A nearby hotel's swimming pool serves as a baptismal tub every Easter.
We took some pictures together prior to Rose's identification
with the Son of Man's death, burial, and resurrection.
After Rose shared a short testimony, I had the honor of performing Rose's baptism.
We are extremely thankful that Rose publicly proclaimed her trust in the Son of Man.
To God be the glory both now and forever.

Rose and others who were baptized stand in front of the TJIF congregation.

Saturday, April 23, 2011

Getting A Grip On Your Emails

One thing that has drastically changed in my life this past year has been the volume of emails I am reading and writing every day. Back in October, I received an iPhone, and this has helped me read and respond to emails quicker. My current system of handling emails has been working for me, but I am always open to learning the email practices of others. Below are some links that might assist you if you receive a large number of emails on a daily basis.

Email Etiquette 101 by Michael Hyatt (Chairman of Thomas Nelson Publishers)

Are You Suffocating From The Oxygen of the Internet? by Jeff Large (LifeWay)

How To Get Your Email Inbox To Zero Every Day by Matt Perman (Director of Strategy at Desiring God)

Thursday, April 21, 2011

Recent Tianjin Outings I

Megan is purchasing some veggies at a local market.
This gentleman made part of my dinner last Saturday - fried tofu. There are
lots of vendors selling food from their bikes near our apartment complex.

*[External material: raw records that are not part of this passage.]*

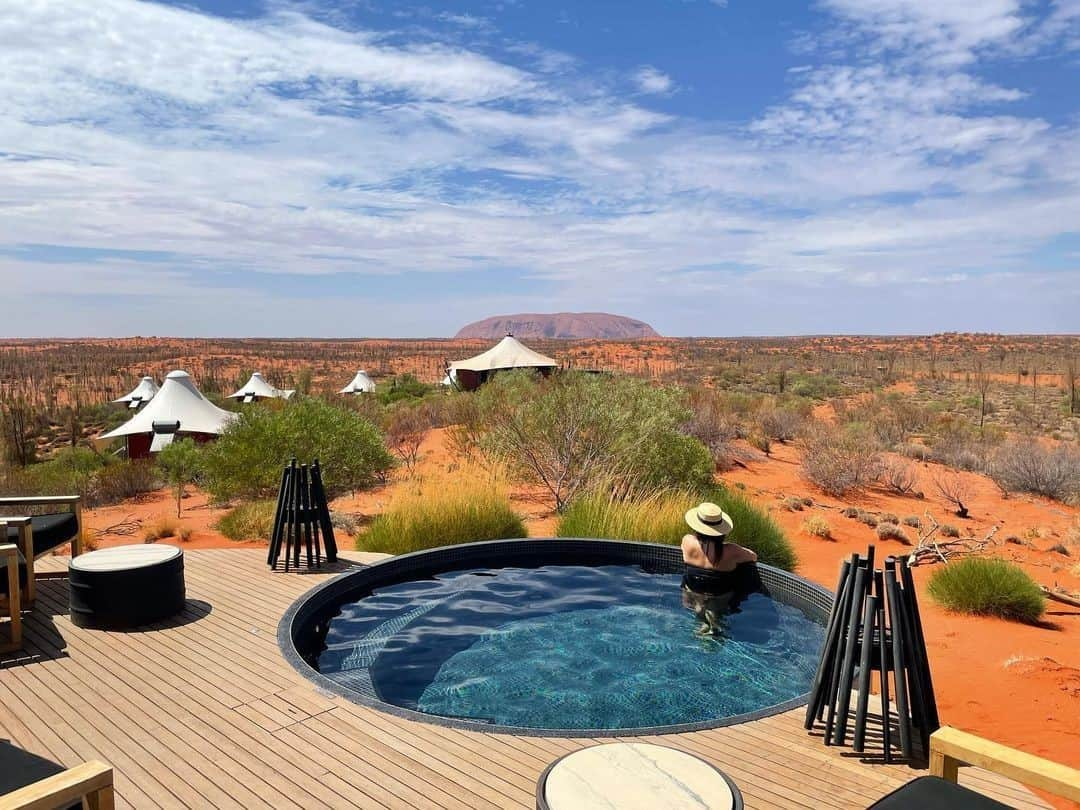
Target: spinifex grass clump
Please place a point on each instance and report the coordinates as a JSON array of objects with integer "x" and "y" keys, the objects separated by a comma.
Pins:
[
  {"x": 444, "y": 511},
  {"x": 658, "y": 516},
  {"x": 253, "y": 521},
  {"x": 988, "y": 588}
]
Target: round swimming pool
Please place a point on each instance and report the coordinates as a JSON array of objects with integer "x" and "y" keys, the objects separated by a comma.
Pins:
[{"x": 584, "y": 637}]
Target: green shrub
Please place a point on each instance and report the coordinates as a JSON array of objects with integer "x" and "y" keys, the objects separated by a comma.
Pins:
[
  {"x": 247, "y": 458},
  {"x": 575, "y": 431},
  {"x": 436, "y": 512},
  {"x": 252, "y": 521},
  {"x": 988, "y": 588},
  {"x": 658, "y": 516}
]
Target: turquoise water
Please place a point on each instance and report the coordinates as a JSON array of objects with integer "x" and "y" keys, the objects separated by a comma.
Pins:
[{"x": 570, "y": 647}]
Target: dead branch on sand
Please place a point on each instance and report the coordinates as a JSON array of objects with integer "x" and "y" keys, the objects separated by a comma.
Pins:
[
  {"x": 930, "y": 549},
  {"x": 125, "y": 527}
]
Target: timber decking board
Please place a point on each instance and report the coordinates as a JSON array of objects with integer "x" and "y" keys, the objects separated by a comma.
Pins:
[{"x": 204, "y": 712}]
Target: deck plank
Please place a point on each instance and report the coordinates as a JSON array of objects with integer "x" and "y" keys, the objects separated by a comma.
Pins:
[{"x": 204, "y": 711}]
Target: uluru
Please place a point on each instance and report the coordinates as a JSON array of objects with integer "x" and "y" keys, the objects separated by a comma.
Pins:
[{"x": 558, "y": 325}]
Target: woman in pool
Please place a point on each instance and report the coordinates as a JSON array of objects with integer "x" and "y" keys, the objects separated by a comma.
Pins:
[{"x": 718, "y": 575}]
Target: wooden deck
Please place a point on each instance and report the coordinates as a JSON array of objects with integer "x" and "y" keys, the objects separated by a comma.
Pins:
[{"x": 204, "y": 712}]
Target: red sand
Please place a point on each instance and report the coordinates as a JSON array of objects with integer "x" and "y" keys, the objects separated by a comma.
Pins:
[{"x": 1012, "y": 683}]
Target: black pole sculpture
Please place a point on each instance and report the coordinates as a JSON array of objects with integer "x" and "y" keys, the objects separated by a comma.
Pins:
[
  {"x": 875, "y": 624},
  {"x": 301, "y": 520}
]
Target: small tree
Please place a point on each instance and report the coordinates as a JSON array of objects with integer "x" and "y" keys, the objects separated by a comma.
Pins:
[{"x": 181, "y": 464}]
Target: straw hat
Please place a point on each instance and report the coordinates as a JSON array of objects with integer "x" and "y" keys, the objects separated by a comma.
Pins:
[{"x": 710, "y": 520}]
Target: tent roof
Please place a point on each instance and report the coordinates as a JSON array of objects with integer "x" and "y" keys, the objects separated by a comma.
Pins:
[
  {"x": 508, "y": 353},
  {"x": 178, "y": 400},
  {"x": 258, "y": 388},
  {"x": 361, "y": 385},
  {"x": 144, "y": 391}
]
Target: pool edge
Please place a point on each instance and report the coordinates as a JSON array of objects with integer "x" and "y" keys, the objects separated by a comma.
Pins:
[{"x": 813, "y": 597}]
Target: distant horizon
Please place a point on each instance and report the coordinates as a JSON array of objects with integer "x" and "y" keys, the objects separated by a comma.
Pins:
[{"x": 306, "y": 166}]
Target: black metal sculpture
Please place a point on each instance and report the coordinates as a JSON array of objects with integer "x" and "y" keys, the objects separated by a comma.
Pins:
[
  {"x": 875, "y": 625},
  {"x": 301, "y": 518}
]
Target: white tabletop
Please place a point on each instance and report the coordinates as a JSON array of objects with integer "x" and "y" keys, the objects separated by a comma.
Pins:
[
  {"x": 124, "y": 557},
  {"x": 635, "y": 777}
]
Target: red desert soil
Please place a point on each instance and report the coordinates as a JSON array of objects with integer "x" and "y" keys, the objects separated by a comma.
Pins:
[{"x": 1015, "y": 684}]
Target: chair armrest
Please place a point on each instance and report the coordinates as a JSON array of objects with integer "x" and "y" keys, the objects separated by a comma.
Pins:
[
  {"x": 39, "y": 500},
  {"x": 949, "y": 746},
  {"x": 64, "y": 788}
]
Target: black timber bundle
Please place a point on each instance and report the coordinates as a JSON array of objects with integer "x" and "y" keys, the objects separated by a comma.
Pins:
[
  {"x": 875, "y": 626},
  {"x": 301, "y": 520}
]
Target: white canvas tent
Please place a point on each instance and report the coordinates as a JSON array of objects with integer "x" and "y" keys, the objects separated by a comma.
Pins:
[
  {"x": 177, "y": 409},
  {"x": 139, "y": 395},
  {"x": 257, "y": 388},
  {"x": 361, "y": 385},
  {"x": 508, "y": 353}
]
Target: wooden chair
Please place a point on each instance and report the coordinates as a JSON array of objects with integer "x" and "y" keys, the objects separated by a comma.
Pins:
[
  {"x": 10, "y": 593},
  {"x": 35, "y": 783},
  {"x": 38, "y": 535},
  {"x": 950, "y": 747}
]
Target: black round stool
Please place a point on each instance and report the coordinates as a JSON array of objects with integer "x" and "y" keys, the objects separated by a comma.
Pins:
[{"x": 126, "y": 585}]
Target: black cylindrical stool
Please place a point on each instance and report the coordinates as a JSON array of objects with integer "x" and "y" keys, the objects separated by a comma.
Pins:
[{"x": 126, "y": 585}]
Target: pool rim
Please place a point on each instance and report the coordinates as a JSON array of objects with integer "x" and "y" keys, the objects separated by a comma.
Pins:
[{"x": 811, "y": 597}]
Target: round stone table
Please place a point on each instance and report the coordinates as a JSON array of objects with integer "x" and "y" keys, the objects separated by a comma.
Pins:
[
  {"x": 126, "y": 585},
  {"x": 635, "y": 777}
]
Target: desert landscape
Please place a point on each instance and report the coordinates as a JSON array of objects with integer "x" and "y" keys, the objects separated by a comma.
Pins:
[{"x": 942, "y": 408}]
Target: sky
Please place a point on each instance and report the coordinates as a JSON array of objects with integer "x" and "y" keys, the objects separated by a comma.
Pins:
[{"x": 354, "y": 167}]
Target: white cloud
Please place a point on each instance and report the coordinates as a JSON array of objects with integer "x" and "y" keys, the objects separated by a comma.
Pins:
[
  {"x": 650, "y": 80},
  {"x": 291, "y": 147}
]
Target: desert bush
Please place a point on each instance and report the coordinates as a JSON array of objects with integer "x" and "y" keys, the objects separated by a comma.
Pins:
[
  {"x": 1028, "y": 467},
  {"x": 988, "y": 588},
  {"x": 838, "y": 460},
  {"x": 252, "y": 521},
  {"x": 891, "y": 531},
  {"x": 247, "y": 458},
  {"x": 655, "y": 516},
  {"x": 814, "y": 386},
  {"x": 818, "y": 526},
  {"x": 470, "y": 507},
  {"x": 780, "y": 423},
  {"x": 569, "y": 432},
  {"x": 181, "y": 463},
  {"x": 124, "y": 480},
  {"x": 601, "y": 514},
  {"x": 899, "y": 475}
]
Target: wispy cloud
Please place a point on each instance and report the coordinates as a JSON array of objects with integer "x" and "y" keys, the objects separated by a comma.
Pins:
[{"x": 284, "y": 147}]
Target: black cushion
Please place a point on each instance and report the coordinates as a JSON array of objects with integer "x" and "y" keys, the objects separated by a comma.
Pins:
[
  {"x": 22, "y": 575},
  {"x": 21, "y": 768},
  {"x": 932, "y": 793},
  {"x": 49, "y": 531}
]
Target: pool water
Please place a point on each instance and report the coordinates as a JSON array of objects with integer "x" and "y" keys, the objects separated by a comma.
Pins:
[{"x": 570, "y": 647}]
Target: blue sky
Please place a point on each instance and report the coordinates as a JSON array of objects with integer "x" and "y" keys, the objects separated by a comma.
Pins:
[{"x": 389, "y": 169}]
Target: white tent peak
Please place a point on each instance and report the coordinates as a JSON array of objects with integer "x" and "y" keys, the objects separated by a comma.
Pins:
[
  {"x": 257, "y": 388},
  {"x": 140, "y": 394},
  {"x": 361, "y": 385},
  {"x": 508, "y": 353},
  {"x": 177, "y": 401}
]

We are big fans of Uyghur food - naan (flat bread), roast mutton, & polo (pilaf)

This lady put a new pedal on the mountain bike that serves as my wheels.

Wednesday, April 20, 2011

Picking Up Dead Critters

Last week Rose came across this guy at our apartment complex. We live in a big city (23rd largest in the world according to worldatlas.com) so seeing the occasional fury little critter doesn't bother me. The problem was she was holding the guy with her sleeve. That be straight up nasty! Our girls are constantly wanting to pick up junk from the ground, but I never thought a shriveled up ratatouille would be one of them! What up wit' dat?!

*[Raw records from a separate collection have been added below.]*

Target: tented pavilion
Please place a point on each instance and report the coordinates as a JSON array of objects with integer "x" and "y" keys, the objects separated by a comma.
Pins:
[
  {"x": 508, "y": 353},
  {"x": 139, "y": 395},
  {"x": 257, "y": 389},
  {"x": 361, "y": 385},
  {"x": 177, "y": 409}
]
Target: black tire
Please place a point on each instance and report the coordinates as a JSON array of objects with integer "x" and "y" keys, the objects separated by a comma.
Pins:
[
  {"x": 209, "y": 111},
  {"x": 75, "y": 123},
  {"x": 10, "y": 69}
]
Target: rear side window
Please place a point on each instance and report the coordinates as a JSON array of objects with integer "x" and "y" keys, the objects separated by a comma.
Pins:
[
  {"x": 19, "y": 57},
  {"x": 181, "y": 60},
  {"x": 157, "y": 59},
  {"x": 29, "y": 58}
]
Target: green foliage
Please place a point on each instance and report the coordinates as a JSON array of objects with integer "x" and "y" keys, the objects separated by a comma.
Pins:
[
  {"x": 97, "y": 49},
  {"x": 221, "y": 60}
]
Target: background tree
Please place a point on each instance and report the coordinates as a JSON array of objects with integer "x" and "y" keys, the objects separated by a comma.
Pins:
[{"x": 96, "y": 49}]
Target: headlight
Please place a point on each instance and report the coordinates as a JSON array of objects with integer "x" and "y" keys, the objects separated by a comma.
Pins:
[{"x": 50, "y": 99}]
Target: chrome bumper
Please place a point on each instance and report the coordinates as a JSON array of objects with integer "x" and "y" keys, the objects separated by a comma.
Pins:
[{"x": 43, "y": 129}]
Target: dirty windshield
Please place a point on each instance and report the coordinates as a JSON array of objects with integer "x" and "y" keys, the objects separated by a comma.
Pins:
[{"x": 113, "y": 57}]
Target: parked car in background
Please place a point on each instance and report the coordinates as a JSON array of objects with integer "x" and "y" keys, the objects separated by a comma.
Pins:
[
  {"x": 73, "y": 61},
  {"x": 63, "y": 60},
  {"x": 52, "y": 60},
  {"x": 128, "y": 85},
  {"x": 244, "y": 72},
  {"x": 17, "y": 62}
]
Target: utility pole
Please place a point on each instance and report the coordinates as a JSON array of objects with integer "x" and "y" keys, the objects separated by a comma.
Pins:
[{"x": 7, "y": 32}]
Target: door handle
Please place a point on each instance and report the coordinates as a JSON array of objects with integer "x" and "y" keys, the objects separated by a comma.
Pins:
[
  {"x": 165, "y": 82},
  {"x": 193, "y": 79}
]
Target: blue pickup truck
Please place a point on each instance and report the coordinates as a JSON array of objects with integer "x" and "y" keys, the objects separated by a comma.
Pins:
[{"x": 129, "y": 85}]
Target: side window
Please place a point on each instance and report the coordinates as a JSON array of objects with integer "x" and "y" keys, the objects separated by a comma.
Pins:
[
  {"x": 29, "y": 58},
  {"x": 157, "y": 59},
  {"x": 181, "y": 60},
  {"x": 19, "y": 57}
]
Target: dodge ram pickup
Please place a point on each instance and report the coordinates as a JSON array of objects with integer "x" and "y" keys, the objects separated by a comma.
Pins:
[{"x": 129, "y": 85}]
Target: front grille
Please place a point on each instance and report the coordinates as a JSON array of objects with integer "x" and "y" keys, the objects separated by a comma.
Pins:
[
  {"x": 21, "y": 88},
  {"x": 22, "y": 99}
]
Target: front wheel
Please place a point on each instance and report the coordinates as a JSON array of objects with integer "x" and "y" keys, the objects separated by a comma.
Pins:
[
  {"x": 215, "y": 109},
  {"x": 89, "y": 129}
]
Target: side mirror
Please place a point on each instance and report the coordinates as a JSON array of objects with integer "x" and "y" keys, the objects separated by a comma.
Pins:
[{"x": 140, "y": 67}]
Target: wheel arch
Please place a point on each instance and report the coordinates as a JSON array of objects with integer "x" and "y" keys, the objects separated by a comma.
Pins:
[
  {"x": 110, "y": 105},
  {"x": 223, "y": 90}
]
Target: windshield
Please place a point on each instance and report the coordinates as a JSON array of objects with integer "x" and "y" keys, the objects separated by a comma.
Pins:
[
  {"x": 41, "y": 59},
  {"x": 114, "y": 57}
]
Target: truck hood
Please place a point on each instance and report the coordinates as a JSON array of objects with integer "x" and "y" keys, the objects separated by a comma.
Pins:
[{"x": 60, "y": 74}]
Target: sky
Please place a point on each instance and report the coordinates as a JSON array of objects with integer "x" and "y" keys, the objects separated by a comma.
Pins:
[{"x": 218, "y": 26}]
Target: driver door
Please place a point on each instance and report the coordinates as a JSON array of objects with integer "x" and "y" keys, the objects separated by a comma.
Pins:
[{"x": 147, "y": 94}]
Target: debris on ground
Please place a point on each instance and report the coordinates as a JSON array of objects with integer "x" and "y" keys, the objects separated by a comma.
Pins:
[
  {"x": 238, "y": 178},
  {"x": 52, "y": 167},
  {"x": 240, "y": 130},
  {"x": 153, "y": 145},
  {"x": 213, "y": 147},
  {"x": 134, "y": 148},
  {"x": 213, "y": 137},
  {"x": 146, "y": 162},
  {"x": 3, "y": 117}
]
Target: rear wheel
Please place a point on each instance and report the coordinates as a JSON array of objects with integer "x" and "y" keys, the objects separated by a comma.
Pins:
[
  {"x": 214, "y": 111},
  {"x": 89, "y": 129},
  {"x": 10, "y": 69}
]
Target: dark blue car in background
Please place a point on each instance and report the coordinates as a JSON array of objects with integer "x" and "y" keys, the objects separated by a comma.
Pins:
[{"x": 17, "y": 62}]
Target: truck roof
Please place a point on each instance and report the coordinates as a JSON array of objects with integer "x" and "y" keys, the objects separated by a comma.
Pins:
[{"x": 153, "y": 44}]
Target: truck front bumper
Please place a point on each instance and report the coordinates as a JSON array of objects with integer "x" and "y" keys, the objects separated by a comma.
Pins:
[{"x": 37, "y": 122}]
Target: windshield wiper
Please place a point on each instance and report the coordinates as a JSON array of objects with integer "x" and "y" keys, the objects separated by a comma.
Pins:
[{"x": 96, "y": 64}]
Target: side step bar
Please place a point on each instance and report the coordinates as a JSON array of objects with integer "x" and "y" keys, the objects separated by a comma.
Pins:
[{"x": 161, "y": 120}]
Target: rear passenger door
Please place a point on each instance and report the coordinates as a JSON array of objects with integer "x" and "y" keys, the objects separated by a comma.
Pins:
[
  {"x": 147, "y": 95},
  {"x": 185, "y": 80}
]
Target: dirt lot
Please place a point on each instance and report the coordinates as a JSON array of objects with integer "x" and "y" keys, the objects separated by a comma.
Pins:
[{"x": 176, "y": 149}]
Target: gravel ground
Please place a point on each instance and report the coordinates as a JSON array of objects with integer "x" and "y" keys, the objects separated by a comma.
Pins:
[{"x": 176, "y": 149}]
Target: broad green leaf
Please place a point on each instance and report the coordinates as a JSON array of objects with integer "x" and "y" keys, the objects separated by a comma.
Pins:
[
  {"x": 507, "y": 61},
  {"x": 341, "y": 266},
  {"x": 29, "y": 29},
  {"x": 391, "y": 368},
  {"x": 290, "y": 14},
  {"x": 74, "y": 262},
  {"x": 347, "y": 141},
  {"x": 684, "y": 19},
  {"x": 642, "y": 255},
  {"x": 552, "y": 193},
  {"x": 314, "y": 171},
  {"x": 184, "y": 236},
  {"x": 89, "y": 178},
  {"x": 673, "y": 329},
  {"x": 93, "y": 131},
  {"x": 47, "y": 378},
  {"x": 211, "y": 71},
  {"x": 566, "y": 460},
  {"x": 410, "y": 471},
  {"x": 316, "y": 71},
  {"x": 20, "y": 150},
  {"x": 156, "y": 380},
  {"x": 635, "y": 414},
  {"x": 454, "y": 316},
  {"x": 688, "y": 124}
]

A buddy of mine kicked the dead dude away from the area we were at.

Using Used Coffee Grounds

Recently I assembled an IKEA breakfast station that I purchased for Megan. It looks really nice and is quite handy, but it did not take long for the pine wood to attract some big ol 'ugly stains. That's when I got all clever. I remember surfin' the net and reading how you can use old coffee grounds as a stain. Check out the pics below. I'm thinkin' the station is lookin' pretty sweet if I don't say so myself.

Sad to say I broke the coffee pot as I was staining the wood. I'm smooth like that.
The new coffee machine was ordered through Amazon China. Very convenient.